Try this. It has pictures!

http://www.americanherbataurus.com/animal-evaluation.html


----------



## UncleJoe (Jan 11, 2009)

kejmack said:


> Try this. It has pictures!
> 
> http://www.americanherbataurus.com/animal-evaluation.html


WOW! Very cool. I have some studying to do tomorrow. Thank You. :kiss:


----------



## Sentry18 (Aug 5, 2012)

Been there, done that, and with no expertise in the area to speak of. I just went for fat and happy. They all looked healthy to me.


----------



## *Andi (Nov 8, 2009)

Different breeds have different looking points ... what kind of cows are we looking at? (white face, angus and etc)

Then you have all the crosses??? Makes my head hurt...

(kejmack ... Great link!!! Thanks)


----------



## ONEOLDCHIEF (Jan 5, 2012)

Look for long legs, wide back end and a long frame. You do not want short and squatty... Generally speaking larger frames produce more meat...

Good luck...


----------



## lazydaisy67 (Nov 24, 2011)

A white faced angus IS a cross. Between an Angus and a Herford. Just look for fat and happy. Does the whole herd look healthy? Well maintained living conditions, feed and water available, no ribs showing, no patches of skin showing and a general docile demeanor? Hungry/starving cows are very noisy. You can tell a lot about how well they've been taken care of by looking at their surroundings. Just point to one, you'll be fine.


----------



## Marcus (May 13, 2012)

One of the things to remember is that about 50% of the live weight of a cow won't be processed into meat.
Younger is better than older (the meat is usually more tender.)
Males are better than females (more meat for equal weight.)
Muscle definition is desired as that indicates the cow was well fed.
Grass fed is better than feedlots due to additives put in the grain.
Shiny coat of hair.
You want to look for a healthy cow.
Different breeds have differing marbling (fat content in the muscles.) Angus are about the best in marbling while Brahmas are about the worst (besides Longhorns.) I don't count Piedmonts (very poor marbling) since they're relatively rare.
Bigger is better between choices in a given herd.
You want to watch the herd walk and eliminate any that have issues walking (limp, funny gait, bone deformity, etc.)
You also want an alert cow since it contraindicates certain diseases.


----------



## NaeKid (Oct 17, 2008)

kejmack said:


> Try this. It has pictures!
> 
> http://www.americanherbataurus.com/animal-evaluation.html


Wow .. impressive!

I have normally just picked the first one I see, call it Betsy and wait a few day ..


----------



## cnsper (Sep 20, 2012)

Actually the short and squat beef critters tend to have a higher meat to bone ratio than the larger boned versions.
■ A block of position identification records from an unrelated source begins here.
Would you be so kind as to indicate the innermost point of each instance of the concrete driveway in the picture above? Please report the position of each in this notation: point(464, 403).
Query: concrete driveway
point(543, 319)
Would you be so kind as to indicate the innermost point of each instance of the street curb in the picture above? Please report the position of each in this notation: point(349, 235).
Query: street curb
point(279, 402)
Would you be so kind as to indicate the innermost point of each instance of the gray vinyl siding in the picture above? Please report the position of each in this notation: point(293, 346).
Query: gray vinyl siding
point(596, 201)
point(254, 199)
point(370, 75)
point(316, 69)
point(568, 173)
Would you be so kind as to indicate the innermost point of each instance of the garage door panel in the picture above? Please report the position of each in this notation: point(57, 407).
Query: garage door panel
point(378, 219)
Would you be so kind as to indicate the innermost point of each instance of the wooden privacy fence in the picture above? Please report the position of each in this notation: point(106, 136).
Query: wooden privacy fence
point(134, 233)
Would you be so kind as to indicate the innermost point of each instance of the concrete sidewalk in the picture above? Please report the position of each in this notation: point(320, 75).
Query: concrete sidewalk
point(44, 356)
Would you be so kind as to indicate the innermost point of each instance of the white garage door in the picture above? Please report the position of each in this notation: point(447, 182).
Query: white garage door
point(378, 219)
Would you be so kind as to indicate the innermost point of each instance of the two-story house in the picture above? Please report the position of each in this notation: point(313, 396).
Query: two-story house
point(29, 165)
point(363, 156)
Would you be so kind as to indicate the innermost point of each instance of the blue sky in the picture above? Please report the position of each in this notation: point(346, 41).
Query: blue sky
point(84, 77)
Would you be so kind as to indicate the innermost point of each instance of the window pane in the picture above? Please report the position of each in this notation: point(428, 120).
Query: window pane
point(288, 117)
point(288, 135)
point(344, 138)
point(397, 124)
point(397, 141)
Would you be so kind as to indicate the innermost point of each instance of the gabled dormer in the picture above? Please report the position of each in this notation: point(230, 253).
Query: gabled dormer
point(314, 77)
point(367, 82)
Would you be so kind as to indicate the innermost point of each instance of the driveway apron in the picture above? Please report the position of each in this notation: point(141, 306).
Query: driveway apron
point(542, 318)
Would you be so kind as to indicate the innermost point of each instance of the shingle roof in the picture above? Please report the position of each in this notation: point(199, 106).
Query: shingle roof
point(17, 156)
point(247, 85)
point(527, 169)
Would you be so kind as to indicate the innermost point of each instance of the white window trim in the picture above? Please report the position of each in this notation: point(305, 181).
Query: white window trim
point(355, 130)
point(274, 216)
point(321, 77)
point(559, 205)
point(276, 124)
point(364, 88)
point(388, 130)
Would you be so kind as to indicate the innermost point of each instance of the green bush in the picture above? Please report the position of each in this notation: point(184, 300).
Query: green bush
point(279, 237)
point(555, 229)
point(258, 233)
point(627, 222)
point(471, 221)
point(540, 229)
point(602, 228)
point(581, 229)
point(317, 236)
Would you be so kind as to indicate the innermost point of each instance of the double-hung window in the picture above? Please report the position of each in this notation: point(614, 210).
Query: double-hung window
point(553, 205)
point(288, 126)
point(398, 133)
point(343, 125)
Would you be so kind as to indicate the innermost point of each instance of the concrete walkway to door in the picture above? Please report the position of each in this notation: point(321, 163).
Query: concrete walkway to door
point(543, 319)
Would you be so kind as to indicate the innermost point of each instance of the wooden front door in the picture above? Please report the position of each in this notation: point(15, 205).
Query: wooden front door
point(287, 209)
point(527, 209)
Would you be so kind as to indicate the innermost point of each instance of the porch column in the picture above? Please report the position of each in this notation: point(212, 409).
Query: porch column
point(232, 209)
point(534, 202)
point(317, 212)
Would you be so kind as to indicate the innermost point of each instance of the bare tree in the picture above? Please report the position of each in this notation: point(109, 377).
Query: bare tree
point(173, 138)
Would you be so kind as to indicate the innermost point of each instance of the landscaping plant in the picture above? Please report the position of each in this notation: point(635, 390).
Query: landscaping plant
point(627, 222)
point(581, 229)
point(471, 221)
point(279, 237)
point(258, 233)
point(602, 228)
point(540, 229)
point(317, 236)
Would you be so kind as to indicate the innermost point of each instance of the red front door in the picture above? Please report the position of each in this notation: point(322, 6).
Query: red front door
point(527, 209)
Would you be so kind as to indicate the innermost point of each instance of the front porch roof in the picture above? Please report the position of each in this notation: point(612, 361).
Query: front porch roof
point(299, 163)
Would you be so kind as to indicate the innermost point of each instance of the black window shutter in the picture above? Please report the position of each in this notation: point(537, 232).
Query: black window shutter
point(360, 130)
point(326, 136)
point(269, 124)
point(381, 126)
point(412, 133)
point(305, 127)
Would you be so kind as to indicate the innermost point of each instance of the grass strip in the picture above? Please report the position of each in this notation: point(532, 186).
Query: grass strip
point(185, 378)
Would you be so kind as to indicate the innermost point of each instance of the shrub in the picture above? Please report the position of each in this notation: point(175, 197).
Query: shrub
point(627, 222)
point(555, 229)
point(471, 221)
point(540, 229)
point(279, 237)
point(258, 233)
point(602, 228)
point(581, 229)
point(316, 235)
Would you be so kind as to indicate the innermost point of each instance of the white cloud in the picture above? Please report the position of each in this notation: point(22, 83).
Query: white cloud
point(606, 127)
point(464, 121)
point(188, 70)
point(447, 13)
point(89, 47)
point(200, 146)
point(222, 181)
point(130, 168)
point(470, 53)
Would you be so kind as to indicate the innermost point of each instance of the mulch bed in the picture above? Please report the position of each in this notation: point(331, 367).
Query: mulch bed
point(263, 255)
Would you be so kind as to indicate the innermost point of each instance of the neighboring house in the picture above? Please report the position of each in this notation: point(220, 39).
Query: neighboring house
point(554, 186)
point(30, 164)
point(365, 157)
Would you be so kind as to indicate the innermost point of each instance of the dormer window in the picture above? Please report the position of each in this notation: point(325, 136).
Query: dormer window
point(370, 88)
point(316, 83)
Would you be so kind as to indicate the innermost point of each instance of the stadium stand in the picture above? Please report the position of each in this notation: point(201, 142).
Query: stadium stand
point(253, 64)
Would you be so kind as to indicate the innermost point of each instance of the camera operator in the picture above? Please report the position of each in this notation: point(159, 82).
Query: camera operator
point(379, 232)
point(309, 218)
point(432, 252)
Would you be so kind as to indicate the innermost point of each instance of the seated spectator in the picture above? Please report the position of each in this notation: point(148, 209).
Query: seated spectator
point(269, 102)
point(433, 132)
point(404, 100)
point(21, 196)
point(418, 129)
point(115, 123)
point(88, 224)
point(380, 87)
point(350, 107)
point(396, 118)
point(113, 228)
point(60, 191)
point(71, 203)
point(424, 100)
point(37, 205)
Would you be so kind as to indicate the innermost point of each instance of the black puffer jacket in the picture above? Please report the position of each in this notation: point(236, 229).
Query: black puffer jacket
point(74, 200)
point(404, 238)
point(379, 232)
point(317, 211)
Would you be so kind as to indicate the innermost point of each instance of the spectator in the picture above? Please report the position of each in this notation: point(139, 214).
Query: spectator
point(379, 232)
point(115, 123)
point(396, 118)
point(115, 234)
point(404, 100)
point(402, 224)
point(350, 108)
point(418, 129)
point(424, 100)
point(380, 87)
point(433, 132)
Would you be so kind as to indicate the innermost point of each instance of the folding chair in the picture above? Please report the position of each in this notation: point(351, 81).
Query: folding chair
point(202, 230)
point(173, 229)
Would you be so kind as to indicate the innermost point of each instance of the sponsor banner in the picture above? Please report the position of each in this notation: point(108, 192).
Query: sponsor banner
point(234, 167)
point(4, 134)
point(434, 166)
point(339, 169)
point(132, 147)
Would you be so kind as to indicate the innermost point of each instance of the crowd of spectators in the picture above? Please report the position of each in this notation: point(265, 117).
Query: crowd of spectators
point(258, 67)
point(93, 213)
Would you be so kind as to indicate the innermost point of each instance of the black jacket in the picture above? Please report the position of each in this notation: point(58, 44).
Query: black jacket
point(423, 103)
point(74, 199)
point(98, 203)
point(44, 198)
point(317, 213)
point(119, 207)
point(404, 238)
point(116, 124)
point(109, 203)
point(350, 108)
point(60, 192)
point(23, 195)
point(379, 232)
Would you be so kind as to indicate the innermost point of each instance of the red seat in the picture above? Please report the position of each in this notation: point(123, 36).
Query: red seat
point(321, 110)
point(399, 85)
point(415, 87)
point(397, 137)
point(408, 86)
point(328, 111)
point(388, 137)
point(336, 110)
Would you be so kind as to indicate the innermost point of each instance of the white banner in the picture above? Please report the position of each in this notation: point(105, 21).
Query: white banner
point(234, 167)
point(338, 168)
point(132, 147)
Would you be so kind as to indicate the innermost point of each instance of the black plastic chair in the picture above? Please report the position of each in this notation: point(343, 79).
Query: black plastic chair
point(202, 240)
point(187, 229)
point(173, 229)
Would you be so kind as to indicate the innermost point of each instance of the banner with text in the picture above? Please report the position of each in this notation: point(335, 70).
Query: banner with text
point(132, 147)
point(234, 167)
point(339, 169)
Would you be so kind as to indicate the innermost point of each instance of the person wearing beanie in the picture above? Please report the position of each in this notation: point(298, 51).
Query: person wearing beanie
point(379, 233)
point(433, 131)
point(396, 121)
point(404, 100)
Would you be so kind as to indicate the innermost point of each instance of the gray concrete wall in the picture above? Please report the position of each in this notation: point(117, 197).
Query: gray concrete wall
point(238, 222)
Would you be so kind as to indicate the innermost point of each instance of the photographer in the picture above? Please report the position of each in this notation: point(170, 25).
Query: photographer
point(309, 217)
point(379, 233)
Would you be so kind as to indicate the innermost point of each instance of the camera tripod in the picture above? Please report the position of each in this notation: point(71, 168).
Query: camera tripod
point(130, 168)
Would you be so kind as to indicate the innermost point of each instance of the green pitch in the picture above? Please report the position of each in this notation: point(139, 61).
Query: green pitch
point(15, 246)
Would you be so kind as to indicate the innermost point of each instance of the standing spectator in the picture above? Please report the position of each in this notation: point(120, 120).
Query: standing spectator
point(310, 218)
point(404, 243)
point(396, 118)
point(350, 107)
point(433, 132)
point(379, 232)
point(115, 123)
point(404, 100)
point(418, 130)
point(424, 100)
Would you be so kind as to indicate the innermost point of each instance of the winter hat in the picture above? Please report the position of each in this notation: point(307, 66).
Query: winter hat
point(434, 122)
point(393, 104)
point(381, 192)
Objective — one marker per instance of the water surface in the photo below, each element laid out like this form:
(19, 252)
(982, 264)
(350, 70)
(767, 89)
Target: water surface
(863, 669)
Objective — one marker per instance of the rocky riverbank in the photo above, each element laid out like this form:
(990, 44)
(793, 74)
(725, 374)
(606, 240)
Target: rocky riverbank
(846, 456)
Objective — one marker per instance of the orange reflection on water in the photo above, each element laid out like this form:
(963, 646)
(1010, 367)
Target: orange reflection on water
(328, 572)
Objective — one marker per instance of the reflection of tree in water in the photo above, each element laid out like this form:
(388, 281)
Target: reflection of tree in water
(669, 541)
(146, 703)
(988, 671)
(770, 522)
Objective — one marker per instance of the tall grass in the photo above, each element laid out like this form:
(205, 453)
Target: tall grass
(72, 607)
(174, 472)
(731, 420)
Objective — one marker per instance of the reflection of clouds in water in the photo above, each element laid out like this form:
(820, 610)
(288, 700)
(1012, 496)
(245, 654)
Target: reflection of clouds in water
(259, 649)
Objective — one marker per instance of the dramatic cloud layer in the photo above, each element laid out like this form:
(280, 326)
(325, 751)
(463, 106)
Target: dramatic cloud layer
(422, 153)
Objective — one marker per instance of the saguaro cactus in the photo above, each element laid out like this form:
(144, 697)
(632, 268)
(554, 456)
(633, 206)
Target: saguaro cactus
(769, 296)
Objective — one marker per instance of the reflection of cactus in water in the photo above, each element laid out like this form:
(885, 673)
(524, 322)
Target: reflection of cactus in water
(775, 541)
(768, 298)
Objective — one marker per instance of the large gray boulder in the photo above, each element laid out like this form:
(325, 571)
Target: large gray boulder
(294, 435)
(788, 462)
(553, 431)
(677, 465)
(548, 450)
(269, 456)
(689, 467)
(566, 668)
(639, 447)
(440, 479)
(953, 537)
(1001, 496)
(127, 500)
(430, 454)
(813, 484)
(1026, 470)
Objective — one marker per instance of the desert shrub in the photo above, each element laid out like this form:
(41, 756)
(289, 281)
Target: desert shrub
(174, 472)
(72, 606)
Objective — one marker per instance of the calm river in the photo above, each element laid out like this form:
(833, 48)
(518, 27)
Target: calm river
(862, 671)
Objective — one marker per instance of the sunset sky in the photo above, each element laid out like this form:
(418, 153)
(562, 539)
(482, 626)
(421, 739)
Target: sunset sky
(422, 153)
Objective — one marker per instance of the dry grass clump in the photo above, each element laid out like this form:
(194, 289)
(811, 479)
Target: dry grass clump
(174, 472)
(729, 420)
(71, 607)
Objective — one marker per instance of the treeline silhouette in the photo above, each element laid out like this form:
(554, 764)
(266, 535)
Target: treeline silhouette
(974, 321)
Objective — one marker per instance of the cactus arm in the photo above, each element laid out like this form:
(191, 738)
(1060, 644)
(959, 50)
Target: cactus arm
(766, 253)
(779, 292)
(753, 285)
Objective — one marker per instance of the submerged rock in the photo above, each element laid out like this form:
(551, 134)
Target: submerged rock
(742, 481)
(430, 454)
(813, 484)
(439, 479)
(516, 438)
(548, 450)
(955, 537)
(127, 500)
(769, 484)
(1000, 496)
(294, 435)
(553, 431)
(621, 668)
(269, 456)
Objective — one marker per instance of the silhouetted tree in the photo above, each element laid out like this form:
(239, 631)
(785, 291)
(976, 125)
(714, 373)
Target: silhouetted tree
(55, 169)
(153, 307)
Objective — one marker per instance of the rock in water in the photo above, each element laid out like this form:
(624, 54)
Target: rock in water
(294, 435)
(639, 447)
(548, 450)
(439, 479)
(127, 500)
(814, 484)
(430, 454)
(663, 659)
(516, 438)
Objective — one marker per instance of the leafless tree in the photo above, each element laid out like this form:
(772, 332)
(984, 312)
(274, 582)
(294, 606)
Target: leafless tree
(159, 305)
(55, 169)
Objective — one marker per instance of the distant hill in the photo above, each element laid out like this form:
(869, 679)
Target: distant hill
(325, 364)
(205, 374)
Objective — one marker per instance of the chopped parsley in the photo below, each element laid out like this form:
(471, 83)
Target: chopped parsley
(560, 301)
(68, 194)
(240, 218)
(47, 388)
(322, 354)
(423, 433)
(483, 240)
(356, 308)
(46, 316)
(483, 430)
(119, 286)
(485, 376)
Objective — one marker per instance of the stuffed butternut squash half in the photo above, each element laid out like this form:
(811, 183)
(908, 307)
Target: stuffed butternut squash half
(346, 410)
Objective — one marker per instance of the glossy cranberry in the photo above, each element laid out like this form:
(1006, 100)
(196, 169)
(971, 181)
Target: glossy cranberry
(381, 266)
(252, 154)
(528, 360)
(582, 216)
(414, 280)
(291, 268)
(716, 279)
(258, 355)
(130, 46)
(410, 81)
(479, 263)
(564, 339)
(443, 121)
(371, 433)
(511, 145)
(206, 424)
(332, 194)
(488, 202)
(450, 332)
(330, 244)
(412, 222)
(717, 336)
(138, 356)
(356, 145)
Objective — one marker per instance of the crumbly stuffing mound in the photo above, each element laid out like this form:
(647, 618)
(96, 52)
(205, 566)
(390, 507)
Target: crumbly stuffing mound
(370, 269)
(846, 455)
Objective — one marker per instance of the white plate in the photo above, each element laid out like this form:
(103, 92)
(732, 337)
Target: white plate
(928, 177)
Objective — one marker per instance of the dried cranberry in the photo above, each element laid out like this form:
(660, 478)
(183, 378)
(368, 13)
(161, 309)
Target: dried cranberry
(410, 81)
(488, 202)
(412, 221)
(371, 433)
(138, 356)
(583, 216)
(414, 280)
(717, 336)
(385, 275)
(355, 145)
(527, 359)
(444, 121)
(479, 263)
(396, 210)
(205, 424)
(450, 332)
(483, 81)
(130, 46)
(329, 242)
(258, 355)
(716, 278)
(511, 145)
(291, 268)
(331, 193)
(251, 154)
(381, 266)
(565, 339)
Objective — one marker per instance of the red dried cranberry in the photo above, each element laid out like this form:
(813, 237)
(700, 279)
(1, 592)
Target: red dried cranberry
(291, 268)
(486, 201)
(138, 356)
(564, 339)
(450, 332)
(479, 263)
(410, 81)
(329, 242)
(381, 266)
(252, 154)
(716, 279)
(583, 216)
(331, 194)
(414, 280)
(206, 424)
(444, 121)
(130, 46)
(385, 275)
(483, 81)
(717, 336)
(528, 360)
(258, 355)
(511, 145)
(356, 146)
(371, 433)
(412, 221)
You may not end up with a 1200-1600 lb animal but you will get close to a 60% dress out percentage.


----------



## The_Blob (Dec 24, 2008)

cnsper said:


> Actually the short and squat beef critters tend to have a higher meat to bone ratio than the larger boned versions. You may not end up with a 1200-1600 lb animal but you will get close to a 60% dress out percentage.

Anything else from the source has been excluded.